Le premier film, sorti en 1953, est réalisé par l'américain Byron Haskin. L'action se situe en Californie, à Linda Rosa. Le docteur Clayton Forrester, scientifique renommé, accompagné de Sylvia Van Buren, une charmante enseignante en science, vont se retrouver confrontés à une invasion Martienne sans précédent.
Cette thématique extraterrestre était particulièrement à la mode dans les années 50, notamment par le biais du cinéma: par conséquent, ce film s'inscrit dans une certaine logique fictionnelle propre à son époque, cela expliquant entre autre son succès.

Affiche de La guerre des mondes, Steven Spielberg, 2005
 
  

  La deuxième adaptation est celle de Steven Spielberg, en 2005. Cette fois, il s'agit du périple d'un père de famille du nom de Ray Ferrier, et de ses deux enfants, de la banlieue New-Yorkaise jusqu'à Chicago.
A ce propos, il ne s'agit plus de Martiens: cela s'explique principalement par les nombreuses études, depuis la précédente adaptation, qui ont démontré qu'il n'y avait pas de vie sur Mars. Le fait de ne pas dévoiler la planète d'origine de l'invasion extraterrestre contribue à la vraisemblance de la fiction, pour la simple raison qu'il est impossible de contredire scientifiquement un élément qui n'est pas mentionné: l'invasion semble alors contenir un aspect plausible.

 
  La guerre des mondes s'inscrit véritablement dans la culture médiatique à travers ses différentes formes et supports, pour plusieurs raisons.

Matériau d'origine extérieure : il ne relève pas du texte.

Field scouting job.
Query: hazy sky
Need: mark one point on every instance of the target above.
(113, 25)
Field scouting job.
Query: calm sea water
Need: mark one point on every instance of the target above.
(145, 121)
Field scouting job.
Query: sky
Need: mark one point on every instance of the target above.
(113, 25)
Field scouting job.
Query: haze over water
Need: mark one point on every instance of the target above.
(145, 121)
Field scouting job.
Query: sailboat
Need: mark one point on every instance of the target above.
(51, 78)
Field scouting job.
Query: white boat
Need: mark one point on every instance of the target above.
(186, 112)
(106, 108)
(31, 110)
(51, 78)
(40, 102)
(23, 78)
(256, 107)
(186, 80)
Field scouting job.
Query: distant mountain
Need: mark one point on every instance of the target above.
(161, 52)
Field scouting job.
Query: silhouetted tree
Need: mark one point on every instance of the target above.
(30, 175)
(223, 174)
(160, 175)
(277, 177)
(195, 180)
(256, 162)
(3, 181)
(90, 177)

D'une part, les œuvres sont représentatives d'une époque, et d'autre part, elles s'ancrent dans l'imaginaire collectif  par le biais de la fiction qui frôle le domaine du réel, comme le démontre notamment l'intervention radio de Orson Welles. Egalement, cette invasion extraterrestre, d'ordre fictionnel, prend une ampleur considérable lorsqu'elle est adaptée au cinéma. Cela nous amène à nous interroger sur l'apport des images au sein de la fiction.